Why don't you finish the lecture, I'll sit down. Okay. So our practice is you begin to notice more and more the impartial. You begin to try to stop the mind swinging back and forth between likes and dislikes. And the likes are okay, but then you want what you like, and then you have to have the money to do it. So likes tend to narrow the mind, and dislikes tend to narrow the mind. But once you develop a taste for the impartial mind your mind feels better. You just look at things. Oh, that's what it is. You look at people, oh, that's what you are.

[40:42]

Quite free of likes and dislikes. And the person you're looking at feels free when you look at them that way. They feel, hey, this person gives me some space. They don't know why they feel that way, but in fact you are not categorizing them by likes and dislikes. You wonder sometimes why some people like you and some people don't. And it's mostly because your own mind is shaped by likes and dislikes. You find that when you start really living in a wide, impartial mind, free of likes and dislikes, your relationship with everybody improves.

[42:00]

And this impartial mind is the gateway to non-graspable feeling. The much more subtle feeling that doesn't fall into the categories of something you can grasp or like or dislike. And it's the opening to equanimity. Yeah. Yeah, so this is the practice, part of the practice of being, awakening mindfulness of the emotions and feelings. And it also includes, you know, noticing, oh, now I'm angry. Now I'm more angry, etc.

[43:01]

But not trying to stop the anger. Maybe at least in English you could emphasize the word just. What would it be in German? But like just anger. I'm just angry. Or I'm just walking. I'm not doing anything else. I'm just walking. This is to live in your walking. Okay. Oh, my goodness. So what I would suggest for your daily practice is you take some vow. Like I always like the four unlimiteds.

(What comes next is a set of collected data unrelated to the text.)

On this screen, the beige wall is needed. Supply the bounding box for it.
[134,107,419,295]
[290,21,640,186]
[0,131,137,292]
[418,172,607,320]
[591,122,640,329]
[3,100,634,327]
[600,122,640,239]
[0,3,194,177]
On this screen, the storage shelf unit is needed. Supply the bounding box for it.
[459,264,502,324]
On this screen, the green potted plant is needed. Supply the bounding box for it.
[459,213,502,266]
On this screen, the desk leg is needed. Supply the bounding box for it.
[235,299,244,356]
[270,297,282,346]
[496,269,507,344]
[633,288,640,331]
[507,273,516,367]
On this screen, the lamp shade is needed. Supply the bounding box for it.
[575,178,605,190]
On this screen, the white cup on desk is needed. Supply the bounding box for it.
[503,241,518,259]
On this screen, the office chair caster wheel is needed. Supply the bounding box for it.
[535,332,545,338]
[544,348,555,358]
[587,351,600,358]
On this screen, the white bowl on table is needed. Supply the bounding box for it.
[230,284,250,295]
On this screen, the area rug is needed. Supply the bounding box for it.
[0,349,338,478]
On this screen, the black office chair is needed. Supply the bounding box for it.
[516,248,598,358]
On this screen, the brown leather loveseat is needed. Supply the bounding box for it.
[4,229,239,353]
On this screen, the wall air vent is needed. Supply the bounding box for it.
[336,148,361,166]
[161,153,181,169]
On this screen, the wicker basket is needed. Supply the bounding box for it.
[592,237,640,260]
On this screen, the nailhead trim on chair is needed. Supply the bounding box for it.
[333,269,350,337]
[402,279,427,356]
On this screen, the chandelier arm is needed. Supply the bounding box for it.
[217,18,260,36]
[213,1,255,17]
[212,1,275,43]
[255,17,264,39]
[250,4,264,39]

Or they're called the four immeasurables too. Or they're also called the four states of divine dwelling in the ten directions. Four states of divine dwelling in the ten directions.

[44:26]

And the four immeasurables are unlimited kindness, unlimited friendliness, and unlimited empathetic joy, and unlimited compassion. and immeasurable equanimity. Say you take a vow, this axle vow, and it's like the vow, say, to do zazen every morning three times a week. It's better seven times a week, but three, let's make it easy. And you do it for the sake of the vow even more than for the zazen.

[45:30]

In the end, the vow has, if anything, more power than the zazen. The zazen may awaken, remind you of original body. But the vow cuts through like the sword of wisdom. Cuts through into this, not the world, I want to do this, I don't want to do that, I don't feel the mood, I'm too busy. As long as you're in that mind, you'll never practice. You may have good understanding, but it doesn't mean much. Practice is first. So you make this vow for the sake of the vow. Something easy. Two times a week. Okay. And then you do it.

[46:39]

So one vow I'm suggesting, so it's not always cleaning, is every day from, say, 9 to 9.30, practice the four immeasurables. If you work in an office, no one will talk to you all day except between 9 and 9.30. There's something nice about him between 9 and 9.30 the rest of the day. So, you know, just try it. Try to go over that boundary which separates us and just... Practice kindness. Try to discover the mind of equanimity. Consciously, intentionally try to take joy in someone else's success. Just between 9 and 9.30.

[47:48]

You can be a stinker the rest of the day. But this kind of vow is important. This is how we bring practice into everyday life. Okay, thank you very much.